Machine learning


  • A big part of the utility of math (especially in ML) is having breadth rather than depth. The strategy of picking out specific things you don't know from papers and looking them up is only effective if you have the breadth in your background to understand the answers you find.

    • Broad knowledge is also what helps you manage the exponential tree of complexity you're encountering.

      • You won't have seen all the things you come across, but you'll develop the ability to make good judgements about what you need to read to achieve your goals. You'll learn how to recognize when a reference you're reading is more (or less) technical than you need, and how to search for something more appropriate.
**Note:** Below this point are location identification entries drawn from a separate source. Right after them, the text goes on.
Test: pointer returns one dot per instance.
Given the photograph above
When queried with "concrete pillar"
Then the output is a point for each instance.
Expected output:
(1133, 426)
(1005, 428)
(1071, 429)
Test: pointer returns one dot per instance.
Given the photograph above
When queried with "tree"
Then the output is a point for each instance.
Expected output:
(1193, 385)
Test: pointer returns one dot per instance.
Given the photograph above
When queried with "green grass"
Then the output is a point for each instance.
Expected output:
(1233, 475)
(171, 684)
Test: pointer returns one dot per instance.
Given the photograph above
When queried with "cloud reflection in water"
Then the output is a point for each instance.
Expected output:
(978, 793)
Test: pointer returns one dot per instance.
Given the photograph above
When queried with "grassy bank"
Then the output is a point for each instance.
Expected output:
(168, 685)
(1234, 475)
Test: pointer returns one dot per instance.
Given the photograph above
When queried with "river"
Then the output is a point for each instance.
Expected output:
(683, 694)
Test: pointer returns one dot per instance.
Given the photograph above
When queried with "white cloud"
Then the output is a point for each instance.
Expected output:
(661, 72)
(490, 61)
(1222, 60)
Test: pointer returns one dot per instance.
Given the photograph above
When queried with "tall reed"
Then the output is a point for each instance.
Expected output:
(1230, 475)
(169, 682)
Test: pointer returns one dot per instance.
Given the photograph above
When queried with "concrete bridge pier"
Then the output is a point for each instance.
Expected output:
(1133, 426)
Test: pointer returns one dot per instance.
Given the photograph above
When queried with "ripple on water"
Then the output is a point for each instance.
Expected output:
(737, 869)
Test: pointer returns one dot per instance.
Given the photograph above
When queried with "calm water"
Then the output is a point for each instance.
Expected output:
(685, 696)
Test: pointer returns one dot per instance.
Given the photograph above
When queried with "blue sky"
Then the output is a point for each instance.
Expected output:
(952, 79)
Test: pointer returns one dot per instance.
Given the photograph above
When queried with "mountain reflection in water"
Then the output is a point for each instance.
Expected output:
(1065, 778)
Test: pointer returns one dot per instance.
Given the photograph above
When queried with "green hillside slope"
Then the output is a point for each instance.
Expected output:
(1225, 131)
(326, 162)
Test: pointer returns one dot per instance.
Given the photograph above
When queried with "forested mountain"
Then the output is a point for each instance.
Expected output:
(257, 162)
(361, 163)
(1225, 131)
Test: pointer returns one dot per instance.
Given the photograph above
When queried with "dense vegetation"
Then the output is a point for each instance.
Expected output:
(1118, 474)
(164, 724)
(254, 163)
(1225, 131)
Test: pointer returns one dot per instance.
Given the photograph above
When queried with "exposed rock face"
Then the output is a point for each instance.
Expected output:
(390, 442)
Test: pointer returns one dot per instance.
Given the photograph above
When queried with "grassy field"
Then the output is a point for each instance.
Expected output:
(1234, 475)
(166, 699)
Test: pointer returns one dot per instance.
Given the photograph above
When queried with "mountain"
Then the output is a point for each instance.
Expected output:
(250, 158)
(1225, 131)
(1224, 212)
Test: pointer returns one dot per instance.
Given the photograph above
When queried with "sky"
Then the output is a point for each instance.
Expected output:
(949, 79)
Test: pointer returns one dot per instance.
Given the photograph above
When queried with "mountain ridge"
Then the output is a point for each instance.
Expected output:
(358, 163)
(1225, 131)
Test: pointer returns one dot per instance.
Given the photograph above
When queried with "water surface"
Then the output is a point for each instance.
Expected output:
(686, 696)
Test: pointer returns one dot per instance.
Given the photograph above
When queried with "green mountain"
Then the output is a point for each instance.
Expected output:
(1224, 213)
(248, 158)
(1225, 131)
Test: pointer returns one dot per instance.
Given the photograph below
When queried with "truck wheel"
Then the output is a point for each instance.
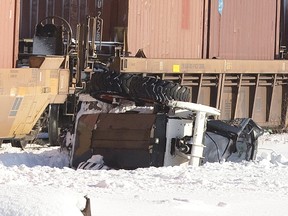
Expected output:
(151, 89)
(53, 119)
(109, 84)
(135, 87)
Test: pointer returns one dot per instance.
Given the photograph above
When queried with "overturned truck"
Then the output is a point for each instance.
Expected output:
(47, 94)
(182, 133)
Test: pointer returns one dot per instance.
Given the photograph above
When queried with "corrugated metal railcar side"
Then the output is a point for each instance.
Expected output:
(114, 14)
(9, 22)
(166, 28)
(245, 30)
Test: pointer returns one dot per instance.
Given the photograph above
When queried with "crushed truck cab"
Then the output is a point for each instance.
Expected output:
(186, 133)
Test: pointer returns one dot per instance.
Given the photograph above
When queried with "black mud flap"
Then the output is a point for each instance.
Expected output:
(234, 140)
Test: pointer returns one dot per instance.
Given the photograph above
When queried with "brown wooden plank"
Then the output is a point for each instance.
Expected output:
(120, 144)
(125, 121)
(121, 134)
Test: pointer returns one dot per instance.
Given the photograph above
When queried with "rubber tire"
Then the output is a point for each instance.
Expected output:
(53, 128)
(136, 88)
(151, 89)
(109, 83)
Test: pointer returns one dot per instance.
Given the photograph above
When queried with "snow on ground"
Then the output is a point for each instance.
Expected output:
(39, 182)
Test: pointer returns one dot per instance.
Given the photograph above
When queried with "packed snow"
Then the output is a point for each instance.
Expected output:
(38, 181)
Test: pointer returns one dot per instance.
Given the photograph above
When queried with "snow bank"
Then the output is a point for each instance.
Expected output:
(35, 182)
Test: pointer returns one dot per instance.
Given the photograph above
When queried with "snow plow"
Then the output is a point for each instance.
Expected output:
(134, 119)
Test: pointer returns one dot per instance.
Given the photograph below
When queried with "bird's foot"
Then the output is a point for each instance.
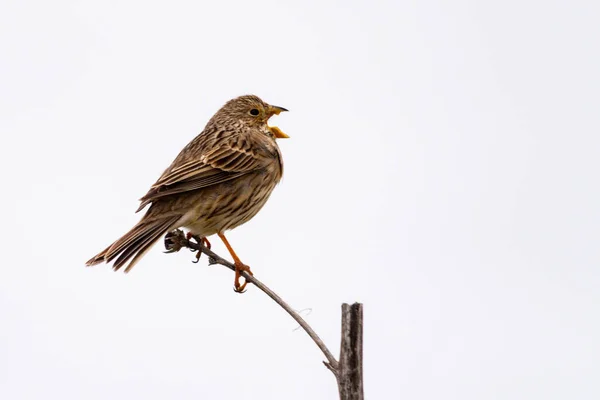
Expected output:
(239, 268)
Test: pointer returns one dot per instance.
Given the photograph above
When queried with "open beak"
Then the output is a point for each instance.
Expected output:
(275, 110)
You'll also learn how and when you can use results without understanding the details.

    • Finally, as a general grad student strategy trying to learn everything just in time is not a path to success. Even if you had the perfect math oracle that you want it would be setting you up to be left behind. All the oracle gives you is the ability to catch up quickly to the ideas of others. Your job as a grad student is to generate new knowledge and to do that you need to seek things out on your own, not just follow along the latest trend. Part of your job is to go out hunting for ideas that your peers haven't found yet and bring them back to your field.

  • AI doesn't need to follow the human model, just like planes don't need to flap their wings like a bird. For most jobs AI will be very different from humans. Even when AI acts as human for entertainment I would imagine them being very different internally, as their job is to mimic aspects of human behaviors, not actually a human as a whole.

  • Almost all of machine learning is about representing data as vectors and performing linear and non-linear transformations in order to perform classification, regression, etc.

  • Most of ML is fitting models to data. To fit a model you minimize some error measure as a function of its real valued parameters, e.g. the weights of the connections in a neural network. The algorithms to do the minimization are based on gradient descent, which depends on derivatives, i.e. differential calculus.